We’ve got a battery for your home. Made from organic dye and food additives.

Science Daily looks closely at an affordable, efficient, non-toxic battery that runs your home smoothly from intermittent power sources:

The mismatch between the availability of intermittent wind or sunshine and the variability of demand is a great obstacle to getting a large fraction of our electricity from renewable sources. This problem could be solved by a cost-effective means of storing large amounts of electrical energy for delivery over the long periods when the wind isn’t blowing and the sun isn’t shining.

In the operation of the battery, electrons are picked up and released by compounds composed of inexpensive, earth-abundant elements (carbon, oxygen, nitrogen, hydrogen, iron and potassium) dissolved in water. The compounds are non-toxic, non-flammable, and widely available, making them safer and cheaper than other battery systems.

“This is chemistry I’d be happy to put in my basement,” says Michael J. Aziz, Gene and Tracy Sykes Professor of Materials and Energy Technologies at Harvard Paulson School of Engineering and Applied Sciences (SEAS), and project Principal Investigator. “The non-toxicity and cheap, abundant materials placed in water solution mean that it’s safe — it can’t catch on fire — and that’s huge when you’re storing large amounts of electrical energy anywhere near people.”

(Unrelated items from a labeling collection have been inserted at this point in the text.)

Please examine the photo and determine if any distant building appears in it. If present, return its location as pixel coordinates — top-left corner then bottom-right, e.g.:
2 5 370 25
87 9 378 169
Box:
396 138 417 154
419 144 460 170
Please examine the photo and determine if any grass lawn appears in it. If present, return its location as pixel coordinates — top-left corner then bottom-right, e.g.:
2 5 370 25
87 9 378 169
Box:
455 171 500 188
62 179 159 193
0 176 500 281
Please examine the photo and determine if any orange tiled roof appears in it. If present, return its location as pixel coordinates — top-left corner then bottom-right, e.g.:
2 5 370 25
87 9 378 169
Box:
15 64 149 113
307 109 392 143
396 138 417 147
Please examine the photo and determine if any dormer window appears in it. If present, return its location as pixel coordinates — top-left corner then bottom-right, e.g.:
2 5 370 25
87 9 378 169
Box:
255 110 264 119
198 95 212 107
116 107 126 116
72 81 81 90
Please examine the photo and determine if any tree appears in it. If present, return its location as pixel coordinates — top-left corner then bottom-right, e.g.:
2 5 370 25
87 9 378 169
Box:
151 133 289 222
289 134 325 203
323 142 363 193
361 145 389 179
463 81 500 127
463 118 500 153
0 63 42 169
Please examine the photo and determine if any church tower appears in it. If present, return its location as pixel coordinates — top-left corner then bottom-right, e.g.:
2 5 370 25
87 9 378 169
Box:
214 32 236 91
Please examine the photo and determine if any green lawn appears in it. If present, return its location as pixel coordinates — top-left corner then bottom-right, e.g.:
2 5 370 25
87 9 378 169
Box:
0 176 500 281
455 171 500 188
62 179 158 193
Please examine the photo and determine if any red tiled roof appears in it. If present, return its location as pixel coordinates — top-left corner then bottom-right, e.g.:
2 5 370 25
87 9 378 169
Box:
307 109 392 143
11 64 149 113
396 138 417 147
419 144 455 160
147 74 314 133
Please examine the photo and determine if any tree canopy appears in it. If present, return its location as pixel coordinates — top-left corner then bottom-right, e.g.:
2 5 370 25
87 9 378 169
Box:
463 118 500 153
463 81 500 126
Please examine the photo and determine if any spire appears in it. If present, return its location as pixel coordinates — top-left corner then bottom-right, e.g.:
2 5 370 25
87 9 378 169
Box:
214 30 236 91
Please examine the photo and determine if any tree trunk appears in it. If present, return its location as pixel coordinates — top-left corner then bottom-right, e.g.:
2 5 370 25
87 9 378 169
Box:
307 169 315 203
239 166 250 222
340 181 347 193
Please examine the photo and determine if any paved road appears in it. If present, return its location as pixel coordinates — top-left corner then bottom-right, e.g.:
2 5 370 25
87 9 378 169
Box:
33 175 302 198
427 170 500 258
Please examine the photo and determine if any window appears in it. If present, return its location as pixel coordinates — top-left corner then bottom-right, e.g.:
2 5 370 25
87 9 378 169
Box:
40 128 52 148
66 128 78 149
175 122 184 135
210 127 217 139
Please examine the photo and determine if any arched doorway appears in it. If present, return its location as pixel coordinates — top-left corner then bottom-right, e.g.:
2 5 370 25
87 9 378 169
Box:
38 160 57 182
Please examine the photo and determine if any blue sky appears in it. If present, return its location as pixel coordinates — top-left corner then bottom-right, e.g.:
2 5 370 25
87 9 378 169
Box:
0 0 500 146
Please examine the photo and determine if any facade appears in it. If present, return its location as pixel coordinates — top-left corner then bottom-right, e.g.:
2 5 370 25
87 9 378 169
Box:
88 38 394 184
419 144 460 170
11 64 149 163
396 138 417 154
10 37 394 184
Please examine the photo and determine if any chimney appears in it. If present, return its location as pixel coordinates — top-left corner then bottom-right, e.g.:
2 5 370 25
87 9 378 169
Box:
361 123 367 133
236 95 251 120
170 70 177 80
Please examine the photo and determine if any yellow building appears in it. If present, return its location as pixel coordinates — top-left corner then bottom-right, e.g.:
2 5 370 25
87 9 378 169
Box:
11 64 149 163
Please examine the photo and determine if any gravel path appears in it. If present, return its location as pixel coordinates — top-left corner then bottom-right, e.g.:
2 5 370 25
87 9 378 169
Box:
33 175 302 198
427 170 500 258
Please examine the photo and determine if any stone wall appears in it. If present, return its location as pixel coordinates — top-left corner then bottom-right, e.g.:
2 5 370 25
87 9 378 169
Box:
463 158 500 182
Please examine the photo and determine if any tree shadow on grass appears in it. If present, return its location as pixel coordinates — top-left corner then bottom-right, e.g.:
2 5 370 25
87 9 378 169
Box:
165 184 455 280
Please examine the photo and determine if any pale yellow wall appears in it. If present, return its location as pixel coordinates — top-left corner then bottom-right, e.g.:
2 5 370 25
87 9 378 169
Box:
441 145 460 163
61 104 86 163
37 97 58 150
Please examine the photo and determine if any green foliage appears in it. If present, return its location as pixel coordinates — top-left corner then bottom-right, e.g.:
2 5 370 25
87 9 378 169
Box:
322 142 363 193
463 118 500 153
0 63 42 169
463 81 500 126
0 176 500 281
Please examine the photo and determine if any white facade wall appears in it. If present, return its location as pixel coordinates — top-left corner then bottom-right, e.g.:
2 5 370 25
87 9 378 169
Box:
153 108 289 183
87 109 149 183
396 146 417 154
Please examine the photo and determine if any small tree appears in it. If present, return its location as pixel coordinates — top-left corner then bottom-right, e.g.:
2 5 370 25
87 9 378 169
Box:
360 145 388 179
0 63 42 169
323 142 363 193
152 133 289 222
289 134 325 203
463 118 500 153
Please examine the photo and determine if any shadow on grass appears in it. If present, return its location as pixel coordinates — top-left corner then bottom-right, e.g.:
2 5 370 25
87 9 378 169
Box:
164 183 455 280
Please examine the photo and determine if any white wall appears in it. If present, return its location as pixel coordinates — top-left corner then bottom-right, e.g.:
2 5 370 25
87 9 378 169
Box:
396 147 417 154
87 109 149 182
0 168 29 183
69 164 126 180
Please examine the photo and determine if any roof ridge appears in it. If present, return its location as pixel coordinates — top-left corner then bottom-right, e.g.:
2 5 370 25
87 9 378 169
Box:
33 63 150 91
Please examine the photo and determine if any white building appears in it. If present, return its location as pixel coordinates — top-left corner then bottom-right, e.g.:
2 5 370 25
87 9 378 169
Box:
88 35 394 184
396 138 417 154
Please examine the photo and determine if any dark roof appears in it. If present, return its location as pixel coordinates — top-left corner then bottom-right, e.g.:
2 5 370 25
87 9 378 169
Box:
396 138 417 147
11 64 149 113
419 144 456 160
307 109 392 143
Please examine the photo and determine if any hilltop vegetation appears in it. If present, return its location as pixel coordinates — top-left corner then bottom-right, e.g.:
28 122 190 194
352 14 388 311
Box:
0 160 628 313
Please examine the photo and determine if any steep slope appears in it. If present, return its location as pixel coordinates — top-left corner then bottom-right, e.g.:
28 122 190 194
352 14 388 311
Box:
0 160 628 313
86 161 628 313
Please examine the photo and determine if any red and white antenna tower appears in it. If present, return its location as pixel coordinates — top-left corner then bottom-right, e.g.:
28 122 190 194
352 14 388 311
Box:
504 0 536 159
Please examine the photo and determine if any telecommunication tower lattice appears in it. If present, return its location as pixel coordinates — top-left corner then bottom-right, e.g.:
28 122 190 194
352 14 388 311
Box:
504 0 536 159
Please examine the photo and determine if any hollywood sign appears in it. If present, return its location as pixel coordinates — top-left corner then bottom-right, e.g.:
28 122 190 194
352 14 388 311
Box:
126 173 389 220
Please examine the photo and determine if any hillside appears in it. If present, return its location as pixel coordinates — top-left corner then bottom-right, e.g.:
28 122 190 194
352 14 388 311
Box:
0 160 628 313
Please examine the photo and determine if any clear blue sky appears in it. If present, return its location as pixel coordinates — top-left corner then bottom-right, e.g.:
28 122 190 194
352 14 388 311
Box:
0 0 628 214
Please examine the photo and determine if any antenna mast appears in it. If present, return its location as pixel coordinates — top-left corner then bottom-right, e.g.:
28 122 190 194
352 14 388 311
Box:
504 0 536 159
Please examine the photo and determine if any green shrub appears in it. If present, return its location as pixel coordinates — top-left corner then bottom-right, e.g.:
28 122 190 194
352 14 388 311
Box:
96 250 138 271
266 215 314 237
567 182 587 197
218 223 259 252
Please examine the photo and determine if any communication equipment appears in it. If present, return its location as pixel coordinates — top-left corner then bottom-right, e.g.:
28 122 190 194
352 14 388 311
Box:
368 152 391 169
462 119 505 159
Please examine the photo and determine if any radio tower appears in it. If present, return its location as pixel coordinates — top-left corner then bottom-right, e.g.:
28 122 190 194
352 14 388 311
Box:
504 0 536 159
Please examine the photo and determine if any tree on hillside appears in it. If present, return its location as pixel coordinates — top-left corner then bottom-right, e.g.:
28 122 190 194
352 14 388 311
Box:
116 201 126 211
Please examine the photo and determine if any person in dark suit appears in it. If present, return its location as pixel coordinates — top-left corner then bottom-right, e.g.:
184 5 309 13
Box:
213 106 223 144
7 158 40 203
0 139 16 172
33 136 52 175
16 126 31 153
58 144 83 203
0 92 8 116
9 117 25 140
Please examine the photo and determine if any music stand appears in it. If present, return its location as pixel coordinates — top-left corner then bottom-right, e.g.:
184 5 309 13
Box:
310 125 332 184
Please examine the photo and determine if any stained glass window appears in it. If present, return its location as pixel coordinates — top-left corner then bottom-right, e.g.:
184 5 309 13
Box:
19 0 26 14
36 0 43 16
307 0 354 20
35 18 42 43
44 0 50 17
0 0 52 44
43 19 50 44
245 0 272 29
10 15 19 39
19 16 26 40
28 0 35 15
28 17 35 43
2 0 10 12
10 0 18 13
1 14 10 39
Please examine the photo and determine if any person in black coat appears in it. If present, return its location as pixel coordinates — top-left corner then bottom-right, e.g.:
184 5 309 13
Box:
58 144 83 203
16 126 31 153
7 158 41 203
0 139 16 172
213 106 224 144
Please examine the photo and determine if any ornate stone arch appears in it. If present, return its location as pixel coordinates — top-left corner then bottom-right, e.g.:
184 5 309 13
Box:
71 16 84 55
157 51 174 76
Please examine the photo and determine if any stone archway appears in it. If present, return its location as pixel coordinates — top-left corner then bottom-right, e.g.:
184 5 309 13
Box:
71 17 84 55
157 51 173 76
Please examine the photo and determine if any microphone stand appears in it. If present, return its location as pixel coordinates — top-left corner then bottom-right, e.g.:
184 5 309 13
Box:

“We combined a common organic dye with an inexpensive food additive to increase our battery voltage by about 50 percent over our previous materials,” says [study co-leader Roy] Gordon[, Thomas Dudley Cabot Professor of Chemistry and Professor of Materials Science at Harvard]. The findings “deliver the first high-performance, non-flammable, non-toxic, non-corrosive, and low-cost chemicals for flow batteries.”

Unlike solid-electrode batteries, flow batteries store energy in liquids contained in external tanks, similar to fuel cells.